1. Soweit der Angeklagte rügt, er sei von den beiden richterlichen Vernehmungen des Zeugen A. W. am 15. und 24. August 1995 entgegen § 168c Abs. 2, 5 S. 1 StPO nicht benachrichtigt worden, folgt aus dem Verfahrensverstoß im vorliegenden Fall kein Verbot der Verwertung der Aussage des über den Inhalt der Angaben des Zeugen W. vernommenen Ermittlungsrichters, denn vom Angeklagten und seinem Verteidiger wurde in der Hauptverhandlung - wie die Revision selbst vorträgt - ein Widerspruch gegen die Verwertung der Aussage nicht erhoben (vgl. BGHSt 26, 332, 334/335; BGH NStZ 1987, 132, 133 und Urteil vom 19. März 1996 - 1 StR 497/95 insoweit in BGHSt 42, 86 <nicht abgedruckt>; Wache in KK/StPO 3. Aufl. § 168 c Rdn. 22 m.w.N.).

2. Die in diesem Zusammenhang weiter erhobene Rüge, bei den Vernehmungen sei § 69 Abs. 1 Satz 1 StPO nicht beachtet worden, hat ebenfalls keinen Erfolg. Die Protokolle vom 15. und 24. August 1995 als solche wurden nicht unmittelbar verwertet. Aber auch ihre mittelbare Einführung in die Hauptverhandlung durch die Vernehmung des Ermittlungsrichters begegnet keinen rechtlichen Bedenken:

Nach dem Inhalt der von der Revision mitgeteilten beiden richterlichen Vernehmungsprotokolle hat der - unter Zuziehung einer Dolmetscherin vernommene - Zeuge von sich aus zur Sache berichtet. Unklarheiten wurden durch Zwischenfragen und Vorhalte der Richters beseitigt. Das ist aus Rechtsgründen nicht zu beanstanden (vgl. BGH bei Dallinger MDR 1966, 25; Dahs in Löwe/Rosenberg, StPO 24. Aufl. § 69 Rdn. 7 m.w.N.). Entgegen der Auffassung der Revision ist es rechtlich unbedenklich, daß der Ermittlungsrichter dem Zeugen bei seiner ergänzenden Vernehmung am 24. August 1995 zunächst die richterliche Vernehmung vom 15. August 1995 Wort für Wort übersetzen und sich vom Zeugen deren Richtigkeit bestätigen ließ.
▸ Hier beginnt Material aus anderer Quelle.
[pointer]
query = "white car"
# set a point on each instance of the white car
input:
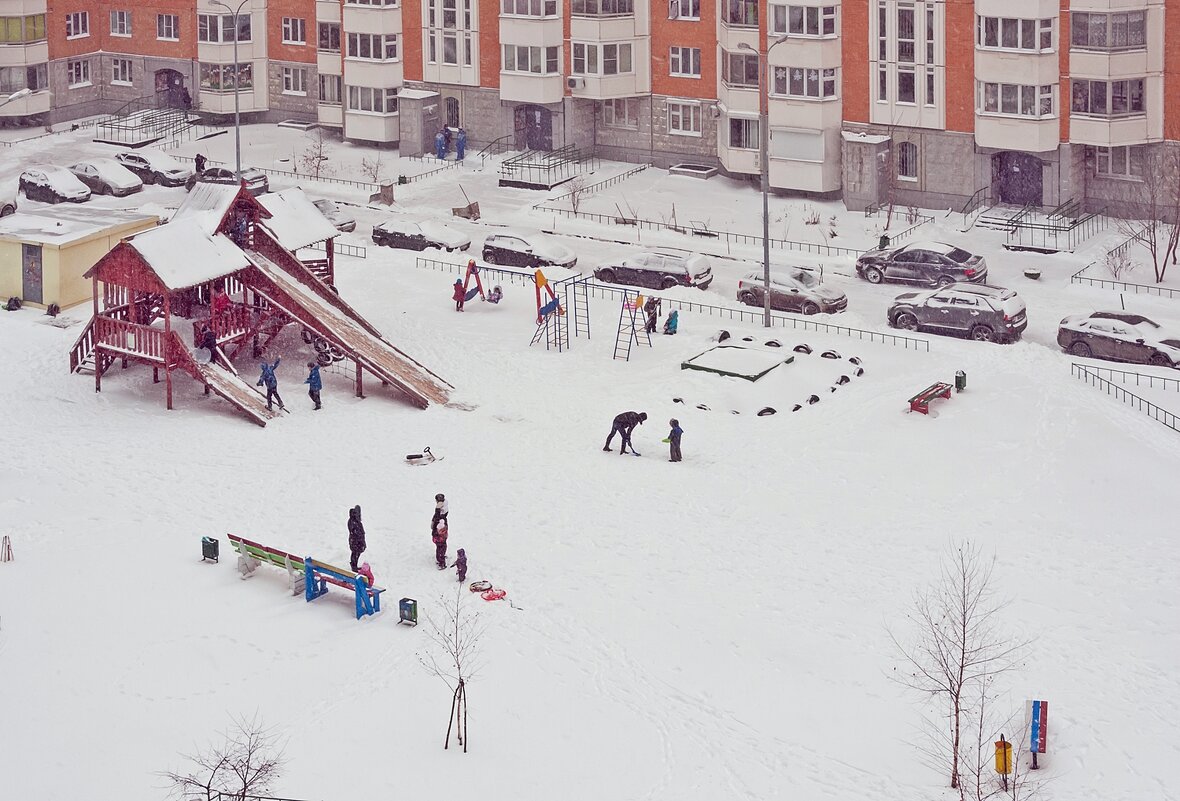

3. Auch die Rüge, das Landgericht habe gegen Verfahrensvorschriften verstoßen, als es die Schwester der Zeugin T. P. dazu heranzog, bei der Vernehmung der Zeugin mitzuwirken, greift nicht durch.

a) Der Rüge liegt folgender Sachverhalt zugrunde:

aa) Nach den Urteilsfeststellungen versetzte sich der Angeklagte vorsätzlich durch alkoholische Getränke in einen Rausch. Bei möglicherweise aufgehobener Steuerungsfähigkeit (§ 20 StGB) beging er sodann zum Nachteil der T. P. eine sexuelle Nötigung.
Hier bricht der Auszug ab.